We use the formula of $\dfrac{dy}{dx}=\displaystyle \lim_{h \to 0}\dfrac{f\left( x+h \right)-f\left( x \right)}{h}$ to find the derivative of $3{{x}^{2}}$. We take a constant common and then use the theorem ${{a}^{2}}-{{b}^{2}}=\left( a+b \right)\left( a-b \right)$ to simplify the numerator. We put the limit value to find the final solution.

Complete step-by-step solution:
The derivative form of $\dfrac{dy}{dx}$ tends to a definite finite limit when $\Delta x \to 0$, then the limiting value obtained by this can also be found by first order derivatives. We can also apply first order derivative principle to get the differentiated value of $f\left( x \right)=3{{x}^{2}}$.

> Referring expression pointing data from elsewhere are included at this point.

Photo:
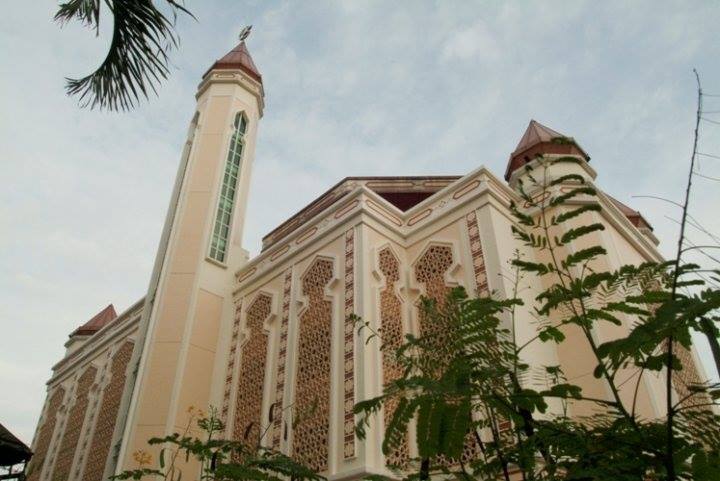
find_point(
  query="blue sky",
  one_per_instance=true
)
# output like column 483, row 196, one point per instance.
column 352, row 88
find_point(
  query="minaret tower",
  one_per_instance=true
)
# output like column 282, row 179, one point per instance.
column 190, row 291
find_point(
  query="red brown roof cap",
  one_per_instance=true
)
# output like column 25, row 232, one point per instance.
column 100, row 320
column 634, row 216
column 539, row 139
column 238, row 59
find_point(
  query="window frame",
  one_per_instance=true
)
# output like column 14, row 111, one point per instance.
column 221, row 233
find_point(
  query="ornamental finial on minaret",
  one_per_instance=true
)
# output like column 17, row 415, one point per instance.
column 239, row 58
column 245, row 33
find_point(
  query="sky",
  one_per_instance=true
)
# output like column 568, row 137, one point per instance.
column 352, row 88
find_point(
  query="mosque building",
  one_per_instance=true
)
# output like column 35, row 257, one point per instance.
column 251, row 335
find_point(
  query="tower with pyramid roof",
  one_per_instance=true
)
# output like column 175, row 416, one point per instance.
column 190, row 290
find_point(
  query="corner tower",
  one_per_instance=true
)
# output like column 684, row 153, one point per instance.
column 190, row 290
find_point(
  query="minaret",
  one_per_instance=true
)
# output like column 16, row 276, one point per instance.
column 539, row 140
column 200, row 250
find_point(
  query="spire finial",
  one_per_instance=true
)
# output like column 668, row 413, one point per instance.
column 245, row 33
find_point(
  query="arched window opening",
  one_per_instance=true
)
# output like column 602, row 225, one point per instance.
column 226, row 201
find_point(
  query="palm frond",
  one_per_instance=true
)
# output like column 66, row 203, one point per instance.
column 137, row 60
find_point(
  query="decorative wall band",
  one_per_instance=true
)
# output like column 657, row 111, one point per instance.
column 418, row 217
column 45, row 434
column 311, row 437
column 377, row 208
column 107, row 414
column 279, row 408
column 306, row 235
column 349, row 360
column 74, row 424
column 251, row 374
column 466, row 189
column 232, row 356
column 481, row 285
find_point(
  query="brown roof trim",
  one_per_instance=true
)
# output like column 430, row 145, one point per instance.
column 97, row 322
column 237, row 59
column 634, row 216
column 331, row 195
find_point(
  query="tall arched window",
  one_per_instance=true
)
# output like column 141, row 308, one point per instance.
column 223, row 216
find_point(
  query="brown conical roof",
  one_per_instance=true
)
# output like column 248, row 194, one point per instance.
column 539, row 139
column 238, row 58
column 100, row 320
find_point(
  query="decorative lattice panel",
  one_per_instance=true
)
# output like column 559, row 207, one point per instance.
column 282, row 355
column 251, row 378
column 232, row 356
column 481, row 284
column 687, row 377
column 312, row 397
column 349, row 397
column 430, row 271
column 391, row 328
column 45, row 434
column 105, row 424
column 74, row 424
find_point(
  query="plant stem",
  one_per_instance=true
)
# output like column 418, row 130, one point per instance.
column 669, row 459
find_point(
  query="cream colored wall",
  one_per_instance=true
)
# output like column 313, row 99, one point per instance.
column 95, row 351
column 194, row 291
column 442, row 220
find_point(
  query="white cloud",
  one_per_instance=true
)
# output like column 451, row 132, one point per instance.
column 474, row 42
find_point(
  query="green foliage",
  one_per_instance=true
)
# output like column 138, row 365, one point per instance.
column 220, row 460
column 137, row 59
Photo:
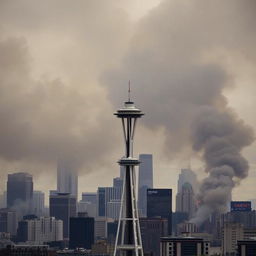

We know that $\dfrac{dy}{dx}=\displaystyle \lim_{h \to 0}\dfrac{f\left( x+h \right)-f\left( x \right)}{h}$. Here $f\left( x \right)=3{{x}^{2}}$. Also, $f\left( x+h \right)=3{{\left( x+h \right)}^{2}}$.
So, $\dfrac{df}{dx}=\displaystyle \lim_{h \to 0}\dfrac{f\left( x+h \right)-f\left( x \right)}{h}=\displaystyle \lim_{h \to 0}\dfrac{3{{\left( x+h \right)}^{2}}-3{{x}^{2}}}{h}$.
We first take 3 common from the numerator and get $\displaystyle \lim_{h \to 0}\dfrac{3{{\left( x+h \right)}^{2}}-3{{x}^{2}}}{h}=3\displaystyle \lim_{h \to 0}\dfrac{{{\left( x+h \right)}^{2}}-{{x}^{2}}}{h}$
We now have to simplify the numerator of the limit. We use the formula ${{a}^{2}}-{{b}^{2}}=\left( a+b \right)\left( a-b \right)$.
Therefore, ${{\left( x+h \right)}^{2}}-{{x}^{2}}=\left( x+h+x \right)\left( x+h-x \right)=h\left( 2x+h \right)$.
$3\displaystyle \lim_{h \to 0}\dfrac{{{\left( x+h \right)}^{2}}-{{x}^{2}}}{h}=3\displaystyle \lim_{h \to 0}\dfrac{h\left( 2x+h \right)}{h}=3\displaystyle \lim_{h \to 0}\left( 2x+h \right)$.
Now we use the limit value and get $3\displaystyle \lim_{h \to 0}\dfrac{{{\left( x+h \right)}^{2}}-{{x}^{2}}}{h}=3\displaystyle \lim_{h \to 0}\left( 2x+h \right)=6x$.
Therefore, derivative of $3{{x}^{2}}$ is $6x$.

Note: Differentiation, the fundamental operations in calculus deals with the rate at which the dependent variable changes with respect to the independent variable. The measurement quantity of its rate of change is known as derivative or differential coefficients. We find the increment of those variables for small changes.
We know the limit value $\displaystyle \lim_{x \to a}\dfrac{{{x}^{n}}-{{a}^{n}}}{x-a}=n{{a}^{n- 1}}$ which gives $\dfrac{df}{dx}=n{{x}^{n-1}}$.
Therefore, $\dfrac{d}{dx}\left( 3{{x}^{2}} \right)=3\times 2\times {{x}^{2-1}}=6x$.
Thus, the derivative of the function $f\left( x \right)=3{{x}^{2}}$ is verified.